Light impacts physical and mental health in a multitude of ways. From warding off seasonal depression (seasonal affective disorder), to improving sleep, and to boosting Vitamin D; natural light is a fundamental factor in a workplace conducive to wellness. Studies have shown that people working in an environment with abundant natural light record higher levels of energy than those working in predominantly artificial light.[v]
Social interaction has been proven to reduce stress, and coupled with communal, green space that encourages interactivity in urban spaces; the benefits to physical and mental health are myriad. With over four acres of amenity and public realm - as well as extensive internal and external common areas to promote movement, physical activity and active living – ICD Brookfield Place is addressing a gap in the UAE real estate market for mixed use buildings, helping to foster a true sense of community. Whilst office space with communal areas is shown to improve communications and performance of employees, the surrounding environment and its ability to cultivate a sense of community and connectivity is a huge contributor to wellbeing, productivity and a sense of place.[vi]
The connection between greenery and wellbeing is long documented, and it is no different in the Middle East. Masdar, in partnership with The National and the World Future Energy Summit, surveyed UAE residents and found that 65 percent of respondents found green public space significantly added to their personal happiness. Furthermore, more than a third of those respondents attributed mental health benefits to green public space in their city or urban environment.[vii]

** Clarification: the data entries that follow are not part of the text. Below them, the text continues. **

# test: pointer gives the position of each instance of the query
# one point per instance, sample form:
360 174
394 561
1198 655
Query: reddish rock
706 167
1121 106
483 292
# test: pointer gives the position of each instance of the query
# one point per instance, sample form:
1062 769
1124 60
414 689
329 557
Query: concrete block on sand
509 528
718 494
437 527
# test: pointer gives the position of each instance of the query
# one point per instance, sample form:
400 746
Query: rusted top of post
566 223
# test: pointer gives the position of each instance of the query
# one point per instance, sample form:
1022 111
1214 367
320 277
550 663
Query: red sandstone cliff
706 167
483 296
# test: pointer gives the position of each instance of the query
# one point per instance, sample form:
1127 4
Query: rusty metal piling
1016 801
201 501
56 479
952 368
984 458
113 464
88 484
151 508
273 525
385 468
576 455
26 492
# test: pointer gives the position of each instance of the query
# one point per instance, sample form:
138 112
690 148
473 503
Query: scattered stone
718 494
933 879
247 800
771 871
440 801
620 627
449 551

There is no time to lose in the pursuit of an environment conducive to wellness
"There has never been a more vital time for companies to address what impact its physical workspace has on its employees, its advantage in the war on talent and its brand and reputation."
For any company with a clear sustainability and growth strategy, and an ambition to attract the best talent; the space it inhabits is the bedrock of achieving those ambitions, and meeting the wellness demands that that talent rightly expects. What is clear is that not only is wellness is here to stay, it is becoming more encompassing by the minute, and ultimately is made possible by the physical environment where it is being cultivated.